Akhundzada was born in 1961 in the Panjwayi district of Kandahar Province in the Kingdom of Afghanistan. A Pashtun, he belongs to the Noorzai clan or tribe. His first name, Hibatullah, means "gift from God" in Arabic. His father, Muhammad Akhund, was a religious scholar as well as the imam of their village mosque. Not owning any land or orchards of their own, the family depended on what the congregation paid his father in cash or in a portion of their crops. Akhundzada studied under his father. The family migrated to Quetta after the Soviet invasion. Akhundzada leads a number of madrasas, or religious schools, in Pakistan's southwestern Balochistan province.
In the 1980s, Akhundzada was involved in the resistance against the Soviet military campaign in Afghanistan. In 1994, he became one of the early members of the Taliban. After Farah Province was captured by the Taliban, Akhundzada was put in charge of fighting crime in the area. Later, he was appointed as the head of Taliban's military court in eastern Nangarhar province. Akhundzada also served as the deputy head of the Supreme Court. When the Taliban captured the capital Kabul in 1996, Akhundzada was appointed as a member of the Department of the Promotion of Virtue and the Prevention of Vice. He later moved to Kandahar and was put in charge of the training of 100,000 students at Jihadi Madrasa, a seminary.
After the US-led coalition in 2001, Akhundzada became the head of the group's council of religious scholars. Akhundzada was later appointed as Chief Justice of the Sharia Courts of the Islamic Emirate of Aghanistan. Akhundzada also became the advisor of Mullah Omar. Rather than a military commander, he has a reputation as a religious leader who was responsible for issuing most of the Taliban's fatwas and settling religious issues among members of the Taliban. Both Mullah Omar and Mullah Mansour are known to have consulted Akhundzada on matters of fatwa.
Akhundzada is believed to have lived in Afghanistan throughout the 2001–2016 period with no travel record, though he has close ties with the Quetta-based Taliban Shura. After his promotion to deputy leader of the Taliban in 2015, Akhundzada put in place a system under which a commission would be formed under the shadow governor in every province that could investigate abusive commanders or fighters, according to Mullah Abdul Bari, a Taliban commander in Helmand.
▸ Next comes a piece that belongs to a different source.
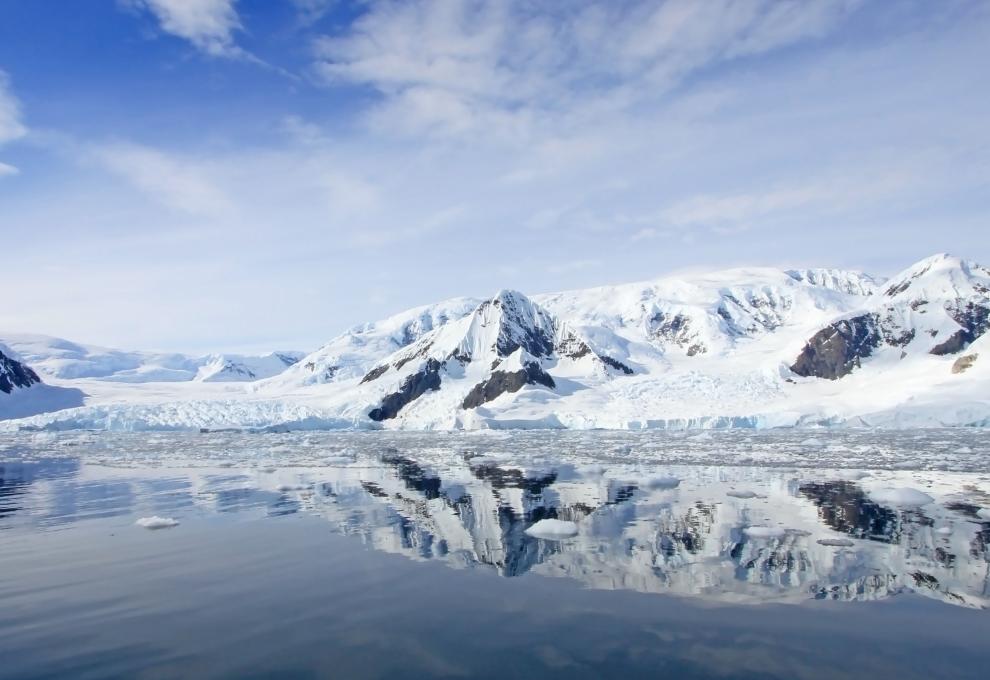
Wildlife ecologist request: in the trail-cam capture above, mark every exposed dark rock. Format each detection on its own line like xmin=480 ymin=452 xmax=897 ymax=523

Akhundzada was appointed as the Taliban supreme commander on 25 May 2016 as the replacement for Mullah Akhtar Mansour. Akhundzada was previously a deputy for Mansour. Mohammad Yaqoob and Sirajuddin Haqqani both worked as Akhundzada's deputies. According to sources from the Taliban, Mansour had already named Akhundzada as his successor in his will. Mullahs Abdul Razaq Akhund and Abdul Sata Akhund pledged their support to Akhundzada in December 2016.
Yousef Ahmadi, one of the Taliban's main spokesmen, stated on 20 July 2017 that Akhundzada's son Abdur Rahman was killed while carrying out a suicide attack on an Afghan military base in Gereshk in Helmand Province. An Afghan government official said that they were investigating the incident but could not confirm if Rahman was killed.
In May 2021, Akhundzada invited Afghan people to call for the withdrawal of the United States forces and for the development of an Islamic state. In August 2021, forces under Akhundzada's nominal command began a general offensive seeking to achieve a final victory in the war. During the leadership of Akhundzada, the United States troops withdrew, and the Taliban gained control of Kabul. On August,18, 2021 it was announced that based on the general amnesty issued by Akhundzada, “it was decided to release political detainees from all prisons of Afghanistan”. By that time, the Taliban had already taken control of key prisons across the country and freed thousands of inmates, including ISIS fighters, Al-Qaeda members and senior Taliban figures.